Published October 15, 2015 6:24pm ET



With a college degree giving graduates less of an edge in the employment hunt, the value of college as consumption is catching up to its investment value.

Study and class attendance have fallen as a share of a student’s time, and that hurts their preparation for the work environment, according to The Washington Post:

By the time students graduate from college, their brains are hard-wired to the cadence of the daily life laid out by the nine-month academic calendar. They tend to think about their work in terms of 50-minute classes and five courses during 15-week semesters, with plenty of lengthy breaks in between.

But the working world is unstructured, with competing priorities and decisions that need to be made on the fly. College is very task-based: take an exam, finish a paper, attend a club meeting, go to practice. The workplace is more of a mash-up of activities with no scheduled end.


The ambiguity and workflow of a post-graduation job has little connection to life as college students lived it since entering the education system. To that extent, college has failed to condition students to the rigor of reality.

Most writing about higher education only accounts for its monetary or societal value. Society benefits from highly educated members and graduates earn higher salaries from the education they gain in college. There’s another motivation for attending college, however: the campus experience is fun.

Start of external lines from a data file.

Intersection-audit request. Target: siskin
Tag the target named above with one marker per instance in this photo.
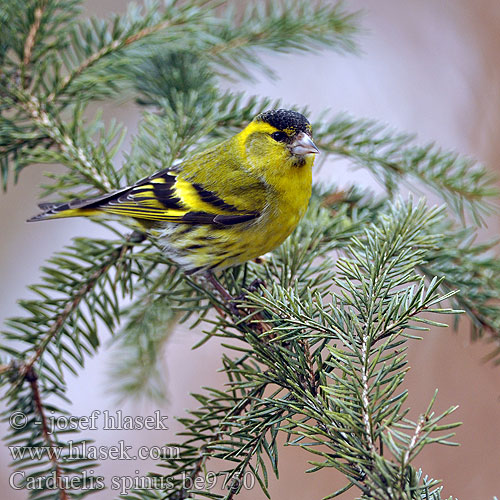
(224, 206)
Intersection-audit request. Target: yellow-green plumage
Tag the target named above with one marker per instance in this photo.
(226, 205)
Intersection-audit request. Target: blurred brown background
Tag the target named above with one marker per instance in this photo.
(428, 66)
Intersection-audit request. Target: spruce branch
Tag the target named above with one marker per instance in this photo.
(318, 352)
(394, 158)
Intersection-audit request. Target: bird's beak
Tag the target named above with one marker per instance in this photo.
(303, 145)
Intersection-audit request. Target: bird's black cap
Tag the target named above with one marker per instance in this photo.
(284, 119)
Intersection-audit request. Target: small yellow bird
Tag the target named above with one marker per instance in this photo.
(224, 206)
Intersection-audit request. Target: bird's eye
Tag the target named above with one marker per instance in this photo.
(280, 136)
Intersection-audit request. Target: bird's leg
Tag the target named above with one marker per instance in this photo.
(260, 325)
(225, 295)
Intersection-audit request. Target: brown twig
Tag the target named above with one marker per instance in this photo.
(32, 378)
(115, 45)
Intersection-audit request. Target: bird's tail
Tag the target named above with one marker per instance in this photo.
(75, 208)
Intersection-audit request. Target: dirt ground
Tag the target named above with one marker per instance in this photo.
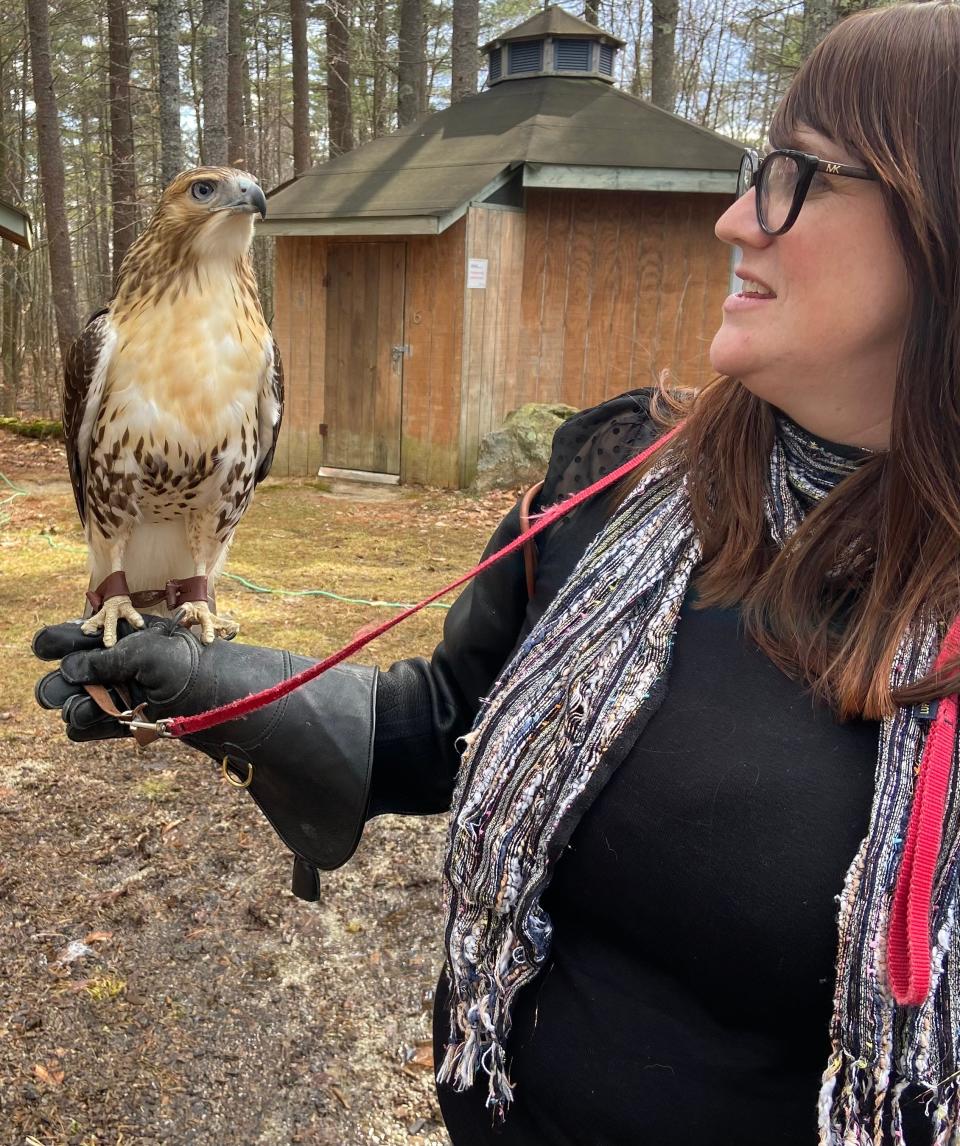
(158, 982)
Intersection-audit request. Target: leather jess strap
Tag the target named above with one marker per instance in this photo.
(134, 717)
(174, 594)
(529, 546)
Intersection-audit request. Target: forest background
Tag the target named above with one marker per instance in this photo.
(102, 104)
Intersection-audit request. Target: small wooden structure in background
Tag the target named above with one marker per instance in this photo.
(549, 240)
(15, 225)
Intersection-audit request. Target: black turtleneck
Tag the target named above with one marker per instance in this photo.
(689, 989)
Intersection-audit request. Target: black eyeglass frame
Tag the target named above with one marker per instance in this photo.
(808, 165)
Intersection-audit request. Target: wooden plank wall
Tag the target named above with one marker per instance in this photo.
(300, 330)
(490, 328)
(616, 288)
(433, 330)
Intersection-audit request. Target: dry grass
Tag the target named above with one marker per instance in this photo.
(211, 1005)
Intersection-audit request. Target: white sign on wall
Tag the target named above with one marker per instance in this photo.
(477, 274)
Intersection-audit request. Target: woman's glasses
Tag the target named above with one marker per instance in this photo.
(781, 180)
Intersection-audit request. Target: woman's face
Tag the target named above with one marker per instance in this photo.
(824, 340)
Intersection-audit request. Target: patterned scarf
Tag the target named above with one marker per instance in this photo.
(565, 713)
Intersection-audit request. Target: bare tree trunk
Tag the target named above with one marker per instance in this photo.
(236, 79)
(465, 56)
(301, 87)
(168, 67)
(410, 62)
(52, 177)
(663, 80)
(339, 107)
(213, 68)
(123, 172)
(818, 18)
(380, 114)
(12, 175)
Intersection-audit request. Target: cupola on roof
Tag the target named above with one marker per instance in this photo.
(553, 42)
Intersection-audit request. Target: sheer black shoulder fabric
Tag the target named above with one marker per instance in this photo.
(424, 705)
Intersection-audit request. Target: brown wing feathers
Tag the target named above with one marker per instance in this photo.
(79, 370)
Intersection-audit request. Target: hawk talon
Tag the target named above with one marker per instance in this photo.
(197, 612)
(107, 618)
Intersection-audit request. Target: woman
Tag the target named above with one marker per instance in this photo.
(713, 699)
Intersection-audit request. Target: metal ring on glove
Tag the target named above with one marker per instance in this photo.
(230, 778)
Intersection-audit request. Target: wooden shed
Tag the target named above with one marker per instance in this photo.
(549, 240)
(15, 225)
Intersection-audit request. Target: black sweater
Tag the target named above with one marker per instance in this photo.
(690, 984)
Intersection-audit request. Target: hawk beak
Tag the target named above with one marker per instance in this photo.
(251, 198)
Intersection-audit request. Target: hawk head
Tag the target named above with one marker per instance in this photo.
(210, 211)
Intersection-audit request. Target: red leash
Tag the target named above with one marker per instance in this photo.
(909, 939)
(186, 725)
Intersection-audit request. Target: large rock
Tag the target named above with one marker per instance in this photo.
(517, 454)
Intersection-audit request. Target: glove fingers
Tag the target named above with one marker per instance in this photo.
(56, 641)
(110, 730)
(52, 691)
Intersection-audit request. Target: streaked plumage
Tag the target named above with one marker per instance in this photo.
(173, 395)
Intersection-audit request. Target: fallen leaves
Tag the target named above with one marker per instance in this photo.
(50, 1075)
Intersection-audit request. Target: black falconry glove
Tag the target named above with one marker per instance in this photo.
(308, 756)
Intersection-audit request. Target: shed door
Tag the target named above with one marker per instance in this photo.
(363, 369)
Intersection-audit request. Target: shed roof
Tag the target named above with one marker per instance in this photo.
(556, 22)
(422, 178)
(15, 225)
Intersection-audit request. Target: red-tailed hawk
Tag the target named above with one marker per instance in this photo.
(172, 405)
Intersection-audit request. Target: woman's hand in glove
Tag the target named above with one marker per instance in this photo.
(307, 756)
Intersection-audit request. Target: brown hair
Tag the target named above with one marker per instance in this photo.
(886, 86)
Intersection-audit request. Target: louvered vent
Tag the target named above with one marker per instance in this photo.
(525, 56)
(606, 59)
(572, 55)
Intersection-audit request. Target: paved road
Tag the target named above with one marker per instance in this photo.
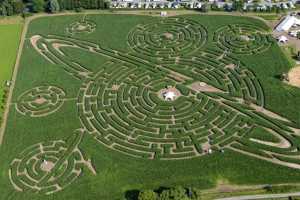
(261, 196)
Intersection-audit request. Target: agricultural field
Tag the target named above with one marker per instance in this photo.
(9, 40)
(89, 118)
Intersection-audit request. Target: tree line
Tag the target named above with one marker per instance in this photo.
(16, 7)
(175, 193)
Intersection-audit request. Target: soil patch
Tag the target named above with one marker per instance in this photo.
(294, 76)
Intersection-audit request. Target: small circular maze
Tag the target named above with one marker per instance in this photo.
(168, 37)
(122, 109)
(40, 101)
(46, 167)
(242, 39)
(83, 26)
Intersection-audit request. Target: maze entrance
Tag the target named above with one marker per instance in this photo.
(168, 98)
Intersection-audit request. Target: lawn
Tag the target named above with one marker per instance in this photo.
(89, 118)
(9, 40)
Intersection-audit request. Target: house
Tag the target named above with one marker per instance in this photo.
(282, 39)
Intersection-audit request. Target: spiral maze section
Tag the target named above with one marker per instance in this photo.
(243, 39)
(121, 108)
(40, 101)
(46, 167)
(168, 37)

Recreation centers with rock-climbing walls and lazy rivers, movie theaters, and attractive campuses with comfortable dorm rooms can attract students to enroll. Some research even suggests  that students are “more willing to pay for these non-academic aspects  of colleges than typical academic aspects.”

As a college degree becomes a requirement for a job instead of a signal that the applicant stands out among his or her competitors, academics don’t have to drive a college. The “academic experience” where a student makes friends, enjoys four years with less intellectual rigor, and leaves with a degree lets some colleges compete for students who have other goals in sight.

Smaller, regional state schools can’t compete on long-term value like other schools with tradition, prestige, and a world-class academic climate. What they can do is capitalize on a shorter-term consumption appeal to students who don’t value intellectual rigor to a similar extent.

Amenities spending is an easy target for higher-education reform, but it isn’t a leader in driving up costs. Colleges and universities want to attract and please students. If students want to study less and enjoy the college experience more, that demand will get satisfied. As the amount of time that students spend studying declines, though, college might not be preparing students for the future as much as they should.